Dans un entretien accordé au magazine Jeune Afrique, Fouzi Lekjaa, ministre délégué chargé du Budget, membre du bureau politique du Parti Authenticité et Modernité (PAM) et président de la Fédération Royale Marocaine de Football (FRMF), détaille son engagement politique, les ambitions du parti pour le scrutin du 23 septembre 2026, la préparation du Mondial 2030 et les grands dossiers de la diplomatie sportive.
Fouzi Lekjaa précise que son adhésion au PAM relève d’un choix personnel et logique, mûri après plusieurs années au sein de l’exécutif et au contact du Parlement, écartant toute instruction ou arrangement préalable. Il rappelle l’objectif central du parti : décrocher la première place aux législatives du 23 septembre — après deuxièmes places en 2016 et 2021 — afin de conduire le futur gouvernement. À cet égard, il rejette l’étiquette d’un parti proche du Palais, soulignant la stricte neutralité de l’Institution monarchique vis-à-vis de l’ensemble de l’échiquier politique. Face au risque d’abstention, le PAM place le pouvoir d’achat au cœur de son programme, défendant un élargissement de l’État social à travers une école publique de qualité, un système de santé performant et l’insertion des jeunes. Interrogé sur les affaires judiciaires ayant touché certains membres du parti, il appelle à renforcer la détection précoce des déviances individuelles et à appliquer une stricte redevabilité politique.

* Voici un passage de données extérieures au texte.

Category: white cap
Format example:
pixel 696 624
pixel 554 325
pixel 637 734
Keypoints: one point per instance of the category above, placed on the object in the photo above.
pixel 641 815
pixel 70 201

Évoquant l’organisation conjointe de la Coupe du Monde 2030 avec l’Espagne et le Portugal, le président de la FRMF y voit l’aboutissement de deux décennies d’investissements stratégiques sous la conduite du Roi Mohammed VI. Cette échéance permettra notamment d’accélérer les délais de livraison des grands projets d’infrastructures et de transports, comme l’extension du réseau TGV, le réseau autoroutier et les aéroports. Le Maroc, qui représente le continent africain dans cette candidature tripartite, entend maintenir fermement sa légitimité à abriter la grande finale au Stade Hassan II de Benslimane.
Sur la question du cumul des mandats et de sa méthode de travail, Lekjaa affirme appliquer la même rigueur de gestion au ministère du Budget et à la fédération, mettant en avant la consolidation des finances publiques et le doublement des recettes de l’État. Il rappelle que l’engagement politique d’un dirigeant sportif demeure conforme aux statuts internationaux, dès lors que la décision sportive reste totalement préservée de l’ingérence politique. Sur le plan contentieux, alors que le Tribunal Arbitral du Sport (TAS) tiendra sa première audience le 8 octobre concernant le recours de la sélection sénégalaise après la finale de la CAN 2025, le Maroc aborde cette étape avec sérénité, estimant que l’abandon de terrain constitue une violation manifeste du règlement sportif. Enfin, concernant la gouvernance du football mondial, Lekjaa inscrit son soutien au président de la FIFA, Gianni Infantino, dans le cadre d’un partenariat axé sur l’équilibre institutionnel et le développement des infrastructures en Afrique.